Friday, Aug. 31, 1962

Secrets from Sunlight

How do green plants manufacture food and store energy by absorbing carbon dioxide, water and sunlight? Scientists have been piecing together the answer for years, sure that when they learn the last detail of the complicated process they will be closer than ever before to understanding the secret heart of nature. For life itself--in whatever form it appears on earth--steadily expends the solar energy stored during the intricate chemical reaction that scientists call photosynthesis.

Some of the mystery began to come clear in 1938 after researchers learned to use isotopes to trace the transformation from water and carbon dioxide to sugar and oxygen. But how does light start the process? In the British scientific journal Nature, two University of California biochemists, Drs. Kunio Tagawa and Daniel Arnon, report that they have moved closer than ever before to a satisfactory answer.

The Berkeley researchers made a significant breakthrough eight years ago when they learned that tiny bodies (chloro-plasts) from plant cells can carry on photosynthesis all by themselves. Using isolated chloroplasts from spinach leaves, Dr. Arnon and his colleagues found that they could study the role of light without being bothered by the other chemical processes that take place in the normal plant cell. After tedious experiment, they decided that when green plant pigment (chlorophyll) is struck by sunlight its molecules become so excited that they shake loose some electrons. And those electrons eventually help to form some of the basic chemical substances necessary for photosynthesis.
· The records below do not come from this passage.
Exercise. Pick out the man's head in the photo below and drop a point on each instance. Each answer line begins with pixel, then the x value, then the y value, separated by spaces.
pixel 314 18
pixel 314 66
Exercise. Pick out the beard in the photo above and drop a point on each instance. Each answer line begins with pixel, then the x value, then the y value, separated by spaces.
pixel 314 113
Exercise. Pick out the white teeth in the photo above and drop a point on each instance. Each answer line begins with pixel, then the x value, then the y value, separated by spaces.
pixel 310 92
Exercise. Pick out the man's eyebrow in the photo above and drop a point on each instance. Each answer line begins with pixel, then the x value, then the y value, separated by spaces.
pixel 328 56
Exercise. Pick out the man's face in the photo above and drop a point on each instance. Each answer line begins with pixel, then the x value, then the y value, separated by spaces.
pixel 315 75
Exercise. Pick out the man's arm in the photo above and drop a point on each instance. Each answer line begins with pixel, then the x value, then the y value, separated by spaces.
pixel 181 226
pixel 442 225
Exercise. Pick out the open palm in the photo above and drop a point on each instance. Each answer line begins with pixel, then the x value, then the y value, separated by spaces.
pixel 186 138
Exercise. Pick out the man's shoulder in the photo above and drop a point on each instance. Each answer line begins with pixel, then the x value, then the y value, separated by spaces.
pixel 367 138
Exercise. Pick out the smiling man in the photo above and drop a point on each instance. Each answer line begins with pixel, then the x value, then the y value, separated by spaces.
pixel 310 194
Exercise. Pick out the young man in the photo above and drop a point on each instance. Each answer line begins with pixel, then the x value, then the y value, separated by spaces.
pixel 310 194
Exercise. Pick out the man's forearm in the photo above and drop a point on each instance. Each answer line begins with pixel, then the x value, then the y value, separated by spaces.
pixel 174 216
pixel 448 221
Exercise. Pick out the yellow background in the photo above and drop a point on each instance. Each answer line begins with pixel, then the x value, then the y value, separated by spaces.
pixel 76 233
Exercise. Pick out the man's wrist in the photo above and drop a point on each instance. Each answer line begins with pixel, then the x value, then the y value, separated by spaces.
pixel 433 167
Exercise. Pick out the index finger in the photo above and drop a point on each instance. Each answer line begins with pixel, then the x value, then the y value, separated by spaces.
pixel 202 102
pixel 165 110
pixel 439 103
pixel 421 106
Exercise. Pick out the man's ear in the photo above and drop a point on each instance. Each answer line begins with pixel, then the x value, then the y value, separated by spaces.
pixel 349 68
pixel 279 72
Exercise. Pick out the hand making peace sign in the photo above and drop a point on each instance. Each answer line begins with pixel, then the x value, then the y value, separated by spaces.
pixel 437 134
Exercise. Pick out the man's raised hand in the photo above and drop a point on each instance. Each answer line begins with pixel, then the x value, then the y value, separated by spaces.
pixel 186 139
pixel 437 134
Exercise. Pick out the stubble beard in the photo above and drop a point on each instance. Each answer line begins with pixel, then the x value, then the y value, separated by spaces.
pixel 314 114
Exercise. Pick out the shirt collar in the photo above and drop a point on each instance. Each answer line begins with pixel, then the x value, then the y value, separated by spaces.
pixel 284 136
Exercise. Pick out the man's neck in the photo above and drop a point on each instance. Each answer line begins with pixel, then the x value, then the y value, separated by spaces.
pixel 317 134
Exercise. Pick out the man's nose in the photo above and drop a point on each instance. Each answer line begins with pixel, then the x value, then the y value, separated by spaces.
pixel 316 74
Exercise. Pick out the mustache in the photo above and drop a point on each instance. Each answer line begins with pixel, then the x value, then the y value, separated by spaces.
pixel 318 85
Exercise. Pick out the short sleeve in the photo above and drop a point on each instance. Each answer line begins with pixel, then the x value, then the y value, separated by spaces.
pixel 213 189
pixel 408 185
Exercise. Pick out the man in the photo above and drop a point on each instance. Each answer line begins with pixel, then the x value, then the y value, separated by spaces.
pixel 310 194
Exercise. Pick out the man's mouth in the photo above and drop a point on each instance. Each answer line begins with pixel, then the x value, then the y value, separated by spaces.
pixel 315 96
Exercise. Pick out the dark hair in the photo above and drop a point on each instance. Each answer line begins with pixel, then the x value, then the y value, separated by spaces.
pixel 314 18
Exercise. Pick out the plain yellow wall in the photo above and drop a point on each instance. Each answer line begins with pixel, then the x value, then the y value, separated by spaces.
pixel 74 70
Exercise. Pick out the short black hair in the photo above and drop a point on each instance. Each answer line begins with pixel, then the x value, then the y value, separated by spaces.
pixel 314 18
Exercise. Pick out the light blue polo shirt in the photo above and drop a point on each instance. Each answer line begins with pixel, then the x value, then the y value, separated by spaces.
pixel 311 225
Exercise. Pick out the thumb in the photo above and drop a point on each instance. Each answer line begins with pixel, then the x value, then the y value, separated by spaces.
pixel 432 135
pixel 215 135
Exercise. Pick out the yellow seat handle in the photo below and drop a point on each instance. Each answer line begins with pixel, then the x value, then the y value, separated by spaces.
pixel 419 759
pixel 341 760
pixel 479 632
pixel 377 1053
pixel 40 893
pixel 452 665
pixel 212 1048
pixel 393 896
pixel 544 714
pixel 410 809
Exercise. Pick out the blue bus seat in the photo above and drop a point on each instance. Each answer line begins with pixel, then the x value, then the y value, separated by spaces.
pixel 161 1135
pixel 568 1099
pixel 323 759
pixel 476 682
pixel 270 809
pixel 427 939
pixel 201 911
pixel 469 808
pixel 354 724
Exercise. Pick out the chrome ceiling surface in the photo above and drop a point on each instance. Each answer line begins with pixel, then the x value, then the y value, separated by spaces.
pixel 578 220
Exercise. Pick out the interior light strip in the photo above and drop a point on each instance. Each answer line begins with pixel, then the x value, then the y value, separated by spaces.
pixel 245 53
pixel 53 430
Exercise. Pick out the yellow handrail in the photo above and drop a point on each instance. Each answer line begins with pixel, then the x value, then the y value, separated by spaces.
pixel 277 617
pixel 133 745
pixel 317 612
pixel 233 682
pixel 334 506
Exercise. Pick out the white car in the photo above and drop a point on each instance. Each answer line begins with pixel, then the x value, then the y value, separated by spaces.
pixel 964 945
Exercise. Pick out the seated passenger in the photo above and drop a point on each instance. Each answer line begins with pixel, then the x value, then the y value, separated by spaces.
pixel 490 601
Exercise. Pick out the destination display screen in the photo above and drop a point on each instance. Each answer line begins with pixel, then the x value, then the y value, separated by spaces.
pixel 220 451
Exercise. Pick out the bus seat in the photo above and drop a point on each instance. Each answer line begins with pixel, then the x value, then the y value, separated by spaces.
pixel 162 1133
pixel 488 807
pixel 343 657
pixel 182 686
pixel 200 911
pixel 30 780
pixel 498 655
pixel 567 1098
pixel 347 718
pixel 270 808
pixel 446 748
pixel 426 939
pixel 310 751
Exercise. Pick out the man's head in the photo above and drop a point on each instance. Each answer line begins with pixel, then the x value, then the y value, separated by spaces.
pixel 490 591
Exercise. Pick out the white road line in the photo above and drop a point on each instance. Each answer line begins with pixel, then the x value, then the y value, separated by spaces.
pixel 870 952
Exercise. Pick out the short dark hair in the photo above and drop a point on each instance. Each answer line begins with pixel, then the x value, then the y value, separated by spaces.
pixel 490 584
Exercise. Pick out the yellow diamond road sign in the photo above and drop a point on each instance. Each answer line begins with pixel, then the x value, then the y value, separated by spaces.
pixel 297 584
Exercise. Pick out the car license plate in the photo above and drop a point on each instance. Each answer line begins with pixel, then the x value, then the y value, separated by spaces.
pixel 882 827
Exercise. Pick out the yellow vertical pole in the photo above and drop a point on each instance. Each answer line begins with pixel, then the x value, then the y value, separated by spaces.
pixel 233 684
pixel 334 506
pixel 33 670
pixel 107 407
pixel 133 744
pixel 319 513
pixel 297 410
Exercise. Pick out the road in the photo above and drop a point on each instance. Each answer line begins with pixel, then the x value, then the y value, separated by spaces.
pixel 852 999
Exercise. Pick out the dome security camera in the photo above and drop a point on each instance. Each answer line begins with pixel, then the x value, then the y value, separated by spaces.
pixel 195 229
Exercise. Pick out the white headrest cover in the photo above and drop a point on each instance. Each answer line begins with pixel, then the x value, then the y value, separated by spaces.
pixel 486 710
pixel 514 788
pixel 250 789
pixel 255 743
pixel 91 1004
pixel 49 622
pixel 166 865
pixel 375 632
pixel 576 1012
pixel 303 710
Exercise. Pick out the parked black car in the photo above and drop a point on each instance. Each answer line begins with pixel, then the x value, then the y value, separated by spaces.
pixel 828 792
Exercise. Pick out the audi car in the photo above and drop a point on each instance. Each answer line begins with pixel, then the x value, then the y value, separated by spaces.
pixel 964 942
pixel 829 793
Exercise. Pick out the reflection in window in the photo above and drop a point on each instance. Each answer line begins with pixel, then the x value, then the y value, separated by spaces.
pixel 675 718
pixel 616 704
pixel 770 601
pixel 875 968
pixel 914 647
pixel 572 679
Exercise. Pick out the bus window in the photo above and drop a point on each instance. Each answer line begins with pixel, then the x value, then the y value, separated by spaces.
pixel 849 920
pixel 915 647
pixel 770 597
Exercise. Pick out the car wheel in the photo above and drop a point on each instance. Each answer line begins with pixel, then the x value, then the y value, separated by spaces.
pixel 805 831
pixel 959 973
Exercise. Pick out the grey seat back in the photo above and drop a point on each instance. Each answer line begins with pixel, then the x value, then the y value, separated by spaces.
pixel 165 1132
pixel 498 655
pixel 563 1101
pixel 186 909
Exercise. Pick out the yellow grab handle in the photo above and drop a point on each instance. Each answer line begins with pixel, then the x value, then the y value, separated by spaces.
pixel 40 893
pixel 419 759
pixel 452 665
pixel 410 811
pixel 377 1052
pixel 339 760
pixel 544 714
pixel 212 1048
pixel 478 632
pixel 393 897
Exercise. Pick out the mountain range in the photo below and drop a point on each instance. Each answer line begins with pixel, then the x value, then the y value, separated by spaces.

The scientists checked their theory by searching for some other source of the all-important electrons. Under experimental conditions, they tried hydrogen gas--a rich source of electrons itself--and discovered that it did the job perfectly. For the first time, man had triggered photosynthesis without using light.

Now, in laboratories all over the world, other researchers are designing experiments to exploit this new knowledge of photosynthesis. Drs. Arnon and Tagawa have already been able to recognize a striking similarity between photosynthesis in plants and chemical processes that are carried on by certain bacteria that live in the soil, cut off from both sunlight and oxygen. The discovery, says Dr. Arnon, demonstrates "the beautiful biochemical unity of nature."